We benefited from the fact that our workloads were already designed for non-containerized environments (and so we already had non-root ways of installing software etc.) and we could just containerize that model. If you're running container-native workloads that expect to have root, or even multi-tenant workloads that all use the same non-root UID (e.g. everyone runs as UID 1000), user namespaces are a great option: the code in the container feels like it's running as whatever UID, and if it's root it can do things like mount a tmpfs or reconfigure its own networking. But from outside the container, these are separate, unprivileged UIDs.
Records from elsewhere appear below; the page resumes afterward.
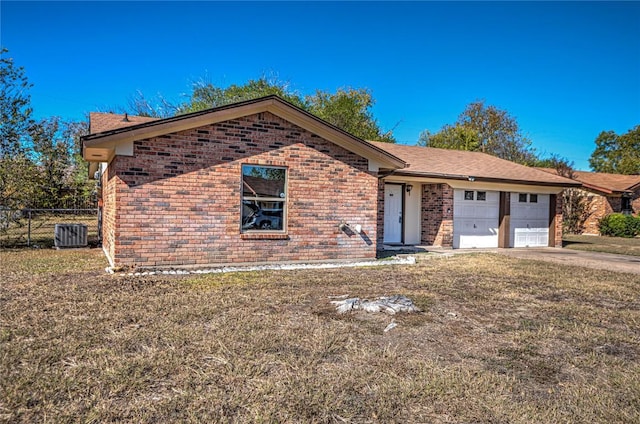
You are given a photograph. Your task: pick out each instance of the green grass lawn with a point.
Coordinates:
(619, 245)
(500, 340)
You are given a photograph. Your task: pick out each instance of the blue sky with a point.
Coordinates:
(566, 71)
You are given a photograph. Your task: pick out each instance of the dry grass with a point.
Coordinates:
(43, 228)
(500, 340)
(619, 245)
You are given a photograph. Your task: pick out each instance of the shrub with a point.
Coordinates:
(619, 225)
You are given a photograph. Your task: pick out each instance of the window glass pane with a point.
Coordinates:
(263, 197)
(257, 215)
(261, 181)
(626, 204)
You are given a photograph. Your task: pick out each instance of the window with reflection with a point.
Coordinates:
(264, 196)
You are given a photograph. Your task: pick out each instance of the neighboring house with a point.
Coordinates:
(606, 194)
(263, 180)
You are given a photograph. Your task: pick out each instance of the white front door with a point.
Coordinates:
(475, 218)
(392, 213)
(529, 220)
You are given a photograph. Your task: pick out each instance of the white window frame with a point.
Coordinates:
(282, 199)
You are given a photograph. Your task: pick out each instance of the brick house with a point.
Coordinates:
(263, 180)
(606, 194)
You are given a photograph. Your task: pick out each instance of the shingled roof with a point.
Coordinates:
(462, 165)
(101, 122)
(604, 182)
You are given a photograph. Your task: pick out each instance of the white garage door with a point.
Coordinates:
(529, 220)
(475, 218)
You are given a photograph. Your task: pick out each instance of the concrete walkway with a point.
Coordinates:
(594, 260)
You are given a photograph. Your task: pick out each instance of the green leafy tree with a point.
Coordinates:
(575, 202)
(350, 110)
(485, 129)
(455, 137)
(206, 95)
(15, 109)
(57, 153)
(617, 154)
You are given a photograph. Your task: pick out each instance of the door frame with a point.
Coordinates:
(402, 210)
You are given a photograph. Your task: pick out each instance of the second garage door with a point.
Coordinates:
(475, 218)
(529, 220)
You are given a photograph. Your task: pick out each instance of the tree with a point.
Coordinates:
(348, 109)
(57, 153)
(206, 95)
(575, 202)
(455, 137)
(15, 109)
(486, 129)
(617, 154)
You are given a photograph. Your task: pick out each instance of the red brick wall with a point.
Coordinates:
(635, 202)
(179, 197)
(108, 210)
(437, 215)
(380, 212)
(601, 206)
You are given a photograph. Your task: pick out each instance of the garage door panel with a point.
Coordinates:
(529, 221)
(475, 222)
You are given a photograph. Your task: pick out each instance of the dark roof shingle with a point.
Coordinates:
(461, 164)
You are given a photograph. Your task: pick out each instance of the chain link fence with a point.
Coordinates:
(36, 227)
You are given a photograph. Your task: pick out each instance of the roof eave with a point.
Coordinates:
(486, 179)
(272, 104)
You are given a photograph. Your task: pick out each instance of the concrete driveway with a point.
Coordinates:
(596, 260)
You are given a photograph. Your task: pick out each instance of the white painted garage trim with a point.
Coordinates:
(529, 220)
(475, 218)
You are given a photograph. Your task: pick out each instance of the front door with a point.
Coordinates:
(392, 213)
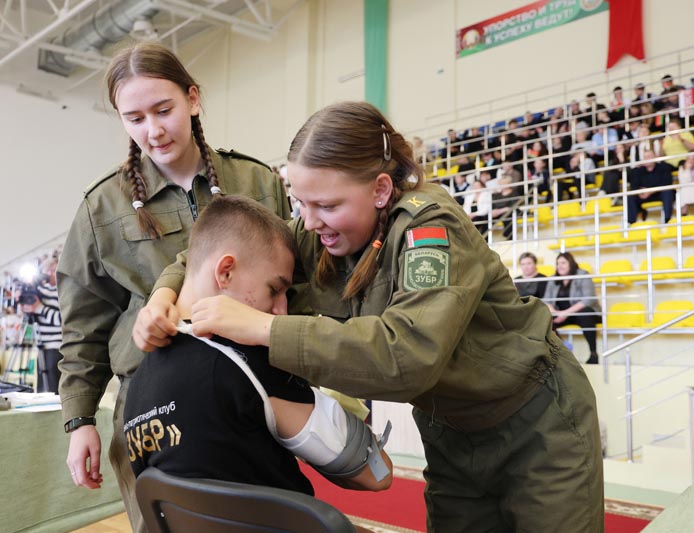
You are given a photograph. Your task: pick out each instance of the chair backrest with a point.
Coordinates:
(670, 309)
(173, 504)
(547, 270)
(626, 315)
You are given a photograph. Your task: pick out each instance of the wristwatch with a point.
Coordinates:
(72, 425)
So the attack in the article about reading /etc/passwd is still possible, but a container running as "root" cannot write to it. Kubernetes has user namespace support in alpha.

And then yes, you can use virtualization (of any level of hog). If you're on a public cloud platform and you're on VMs anyway, setting up your VMs to be per workload is pretty easy. There's also stuff like Kata Containers or gVisor (commercially offered by Google as GKE Sandbox) for having a "container" runtime that actually uses hardware virtualization.

Another runc container breakout

Posted Feb 17, 2024 15:12 UTC (Sat) by raven667 (subscriber, #5198) [Link]

> Of course, keeping a Linux environment secure against local privilege escalation is challenging on its own, and if our untrusted users were anonymous people on the internet instead of employees who have gone through background checks, we would likely be more paranoid

This is something I bang on about all the time, one of the corollarys if risk is lack of accountability, in places where you have accountability you have a less likelihood for issues, and the driver of security process should be more driven by impact. Making a reasonable and effective risk calculation for where to spend your limited time instituting security is hard to do, it's mostly vibes and tribal embarrassment which drives people to apply all the "best practices" they've heard of without regard to which ones actually help in their situation and which are wastes of time.

Another runc container breakout

Posted Feb 15, 2024 9:14 UTC (Thu) by cortana (subscriber, #24596) [Link] (1 responses)

I think about it like this: containers are a technology for distributing software artefacts, packaged up and ready to run on a host. Think shipping containers. They aren't designed to confine an executing workload within its container's namespaces; you still need other technologies, which can be used in conjunction with containers, for that.

So, for instance, looking at a platform like Red Hat OpenShift, which runs on top of RHEL CoreOS, a typical container:

* Must run with a UID, GID and supplemental groups from the range assigned to its project
* Must run within a restrictive domain (container_t) and a unique MCS category (e.g., c5,c67)
* Must run with the runtime/default seccomp profile applied

So for one workload to read the files of another, it would have to:

* Use an exploit to escape out of its namespaces
* Use an exploit to override DAC (i.e., read a file owned by another user; made more difficult by the seccomp profile which prevents the use of less common system calls)
* Use an exploit to override the SELinux policy which prevents, for instance, a process running as container_t:c5,c67 from accessing objects labelled with container_file_t:c78,c200

It's interesting you mention qemu, because the idea of using a restrictive label & MCS category to protect container workloads from one another came from the very same setup that RHEL uses to protect VMs from one other: The container_t label is (or was at some point) an alias to svirt_lxc_net_t, the label that libvirt applies to all the qemu processes that it launches (again, with each one being given a unique pair of MCS categories so that VMs can't attack each other).

Another runc container breakout

Posted Feb 17, 2024 15:17 UTC (Sat) by raven667 (subscriber, #5198) [Link]

Thanks for the summary of how this works, those looks like all good things to do, however there are an awful lot of local kernel exploits in Linux that can make any permission system moot, so that's where having different hardware for different security/risk workloads can help, remote exploit is much harder todo/easier to defend/detect.